Understanding Hyaluronic Acid (Ha) Dermal Fillers

Industry News


Last Updated On: 2024-01-26

Dermal fillers—also known as soft tissue implants, injectable gels, or wrinkle fillers—are medical devices formulated to effectively soften the appearance of wrinkles and lines.

Doctor Medica team

Hyaluronic acid dermal fillers—also known as soft tissue implants, injectable gels, and wrinkle fillers—are medical devices formulated to effectively soften the appearance of wrinkles and lines. These implants can also be used to treat aesthetic imperfections such as undefined facial contours, sunken facial regions, scars, dehydration, and dullness.

Additionally, some fillers are also designed to non-surgically augment less than desirable facial features, like thin lips and crooked noses. Despite the popularity of dermal fillers in the field of aesthetic medicine, a 2013 report by the Department of Health (DOH) found that there is a lack of regulation surrounding the usage of these devices. In fact, dermal fillers are classified as devices instead of drugs in the United Kingdom and can be used for cosmetic purposes without being regulated by the European Commission (CE), EU General Product Safety Directive, and Care Quality Commission (CQC).

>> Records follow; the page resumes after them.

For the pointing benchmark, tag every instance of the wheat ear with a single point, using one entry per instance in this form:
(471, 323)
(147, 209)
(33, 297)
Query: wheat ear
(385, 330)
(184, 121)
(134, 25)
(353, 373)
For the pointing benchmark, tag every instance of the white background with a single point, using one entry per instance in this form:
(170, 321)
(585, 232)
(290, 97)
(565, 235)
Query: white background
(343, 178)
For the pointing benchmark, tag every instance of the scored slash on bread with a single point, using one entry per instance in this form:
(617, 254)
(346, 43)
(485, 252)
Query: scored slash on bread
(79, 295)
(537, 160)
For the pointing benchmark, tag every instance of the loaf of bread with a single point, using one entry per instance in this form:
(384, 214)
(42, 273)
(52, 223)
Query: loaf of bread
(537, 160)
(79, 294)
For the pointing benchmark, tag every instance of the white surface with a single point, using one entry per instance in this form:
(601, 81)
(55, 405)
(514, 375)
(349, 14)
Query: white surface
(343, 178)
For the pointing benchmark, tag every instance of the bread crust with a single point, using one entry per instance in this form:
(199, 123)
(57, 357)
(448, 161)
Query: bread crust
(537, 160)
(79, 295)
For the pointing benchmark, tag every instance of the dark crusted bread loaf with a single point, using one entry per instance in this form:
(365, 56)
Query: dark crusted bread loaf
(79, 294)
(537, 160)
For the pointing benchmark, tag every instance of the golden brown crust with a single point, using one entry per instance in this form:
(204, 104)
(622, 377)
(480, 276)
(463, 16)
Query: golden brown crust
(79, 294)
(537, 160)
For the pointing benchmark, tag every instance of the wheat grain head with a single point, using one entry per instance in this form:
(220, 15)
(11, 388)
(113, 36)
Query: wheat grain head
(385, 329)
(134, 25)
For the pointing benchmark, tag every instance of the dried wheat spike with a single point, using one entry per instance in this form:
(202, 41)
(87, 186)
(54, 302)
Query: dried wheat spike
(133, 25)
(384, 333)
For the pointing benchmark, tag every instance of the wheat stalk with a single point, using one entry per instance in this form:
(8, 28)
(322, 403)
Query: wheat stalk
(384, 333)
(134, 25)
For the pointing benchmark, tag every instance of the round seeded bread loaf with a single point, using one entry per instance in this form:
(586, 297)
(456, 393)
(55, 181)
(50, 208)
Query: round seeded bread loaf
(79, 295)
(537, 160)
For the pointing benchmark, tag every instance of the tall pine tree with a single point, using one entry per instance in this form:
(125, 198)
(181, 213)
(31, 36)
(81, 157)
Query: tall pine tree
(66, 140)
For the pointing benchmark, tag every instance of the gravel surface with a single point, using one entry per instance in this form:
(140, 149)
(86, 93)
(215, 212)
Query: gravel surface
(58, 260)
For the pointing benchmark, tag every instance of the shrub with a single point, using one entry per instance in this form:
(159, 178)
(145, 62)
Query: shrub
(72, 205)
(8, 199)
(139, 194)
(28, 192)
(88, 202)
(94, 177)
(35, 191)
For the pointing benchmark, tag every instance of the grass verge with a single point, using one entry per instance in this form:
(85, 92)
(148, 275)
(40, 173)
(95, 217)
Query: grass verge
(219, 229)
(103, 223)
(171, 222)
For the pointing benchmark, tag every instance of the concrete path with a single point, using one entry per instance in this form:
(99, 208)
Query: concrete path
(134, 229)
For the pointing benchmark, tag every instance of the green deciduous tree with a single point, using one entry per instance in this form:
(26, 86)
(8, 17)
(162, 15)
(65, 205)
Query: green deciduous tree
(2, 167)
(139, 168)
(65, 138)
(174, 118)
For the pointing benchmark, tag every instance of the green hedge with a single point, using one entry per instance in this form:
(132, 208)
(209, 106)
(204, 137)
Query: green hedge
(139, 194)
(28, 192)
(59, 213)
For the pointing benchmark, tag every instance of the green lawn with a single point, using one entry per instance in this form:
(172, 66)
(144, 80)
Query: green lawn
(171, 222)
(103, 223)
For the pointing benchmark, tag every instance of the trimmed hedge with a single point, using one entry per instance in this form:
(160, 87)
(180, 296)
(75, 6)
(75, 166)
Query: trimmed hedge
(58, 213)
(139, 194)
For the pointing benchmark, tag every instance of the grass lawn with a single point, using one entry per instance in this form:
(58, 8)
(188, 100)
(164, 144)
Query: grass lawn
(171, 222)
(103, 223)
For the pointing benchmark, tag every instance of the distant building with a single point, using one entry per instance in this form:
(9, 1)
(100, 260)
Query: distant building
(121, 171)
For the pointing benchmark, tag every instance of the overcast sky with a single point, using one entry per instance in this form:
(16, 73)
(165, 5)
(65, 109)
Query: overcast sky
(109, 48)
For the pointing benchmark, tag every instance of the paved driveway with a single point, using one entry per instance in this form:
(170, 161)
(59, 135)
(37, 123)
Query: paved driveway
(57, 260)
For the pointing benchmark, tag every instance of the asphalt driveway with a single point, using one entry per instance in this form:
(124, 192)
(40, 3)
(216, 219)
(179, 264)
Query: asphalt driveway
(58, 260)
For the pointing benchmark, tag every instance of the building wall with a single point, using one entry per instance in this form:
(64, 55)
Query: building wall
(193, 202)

Most healthcare practitioners refer to the guidelines set by the U.S. Food and Drug Administration (FDA). Unfortunately, the FDA has only approved the use of 16 hyaluronic acid (HA)-based implants. Due to this, many practitioners have had to resort to their clinical expertise and judgement instead of relying on the FDA’s guidelines.

Dermal filler rheology

Rheology is the in-depth study of the physical characteristics of a material and the way it behaves when it is acted upon by deforming forces. Dermal fillers are subject to various forces (e.g. gravity, compression, shearing, vertical compression, and stretch from muscle movements) once they are administered into the skin. The following are the four major factors that influence the physical features of hyaluronic acid (HA) fillers:

  1. Cohesivity: The cohesiveness of a filler is directly proportional to the concentration of HA molecules and the degree of cross-linking force that holds the HA molecules together. A dermal filler with high cohesivity can maintain its vertical projection better than fillers with lower cohesivity.
  2. Elastic modulus (G’): The ability of a soft tissue implant to return to its original shape after undergoing shear deformation.
  3. Viscous modulus (G’’): The inability of a soft tissue implant to return to its original shape after undergoing shear deformation.
  4. Complex modulus (G*): The sum of the elastic modulus (G’) and viscous modulus (G’’) that refers to the total ability of a dermal filler to resist deformation.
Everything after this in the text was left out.